Vice President Joe Biden has not yet decided whether or not he will attend Israeli Prime Minister Benjamin Netanyahu’s March speech to a joint session of Congress White House Press Secretary Josh Earnest said Wednesday.
“The vice president’s schedule for that week has not yet been set,” Earnest claimed, declining to say whether or not Biden would attend. Pressed for President Obama's view on whether Biden, or other congressional Democrats, should go to the speech, Earnest would only say that "individual members must decide for themselves" whether or not to attend.
Earnest did say that Biden takes his attendance responsibilities at joint sessions of Congress very seriously and has only missed two during his term as vice president.
House Speaker John Boehner's (R-OH) decision to invite Netanyahu without consulting Obama took the White House by surprise this January.
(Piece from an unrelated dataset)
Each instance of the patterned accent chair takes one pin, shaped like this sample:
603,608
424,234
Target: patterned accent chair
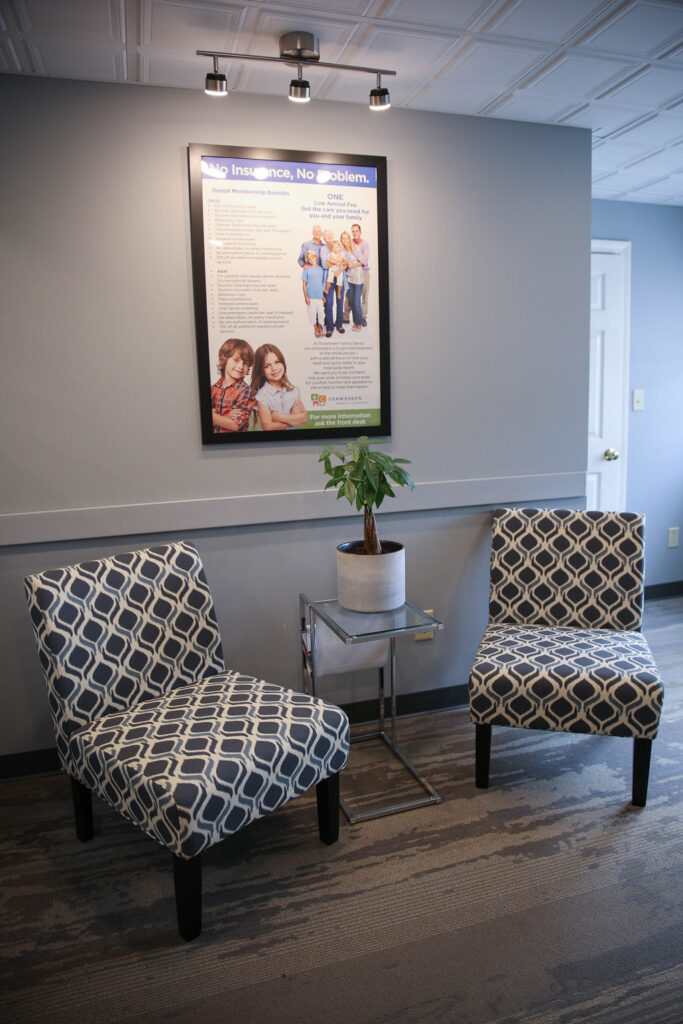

Earnest described Boehner's unapproved invitation as a "departure" form protocol.
The White House has already announced that Obama will not meet with Netanyahu when he visits Washington in March, and pressure is growing on Congressional Democrats to follow suit by not attending Netanyahu's speech.
According to Earnest, it is White House policy not to interfere in foreign elections by allowing the president to meet with foreign leaders close to elections. Israel is scheduled to vote on control of the Knesset on March 17th, about two weeks after Netanyahu's scheduled speech.
Netanyahu has been a vocal critic of Obama's negotiations with Iran over their nuclear program. Under a separate line of questioning Earnest allowed that "progress has been made" on those negotiations but key sticking points still remain.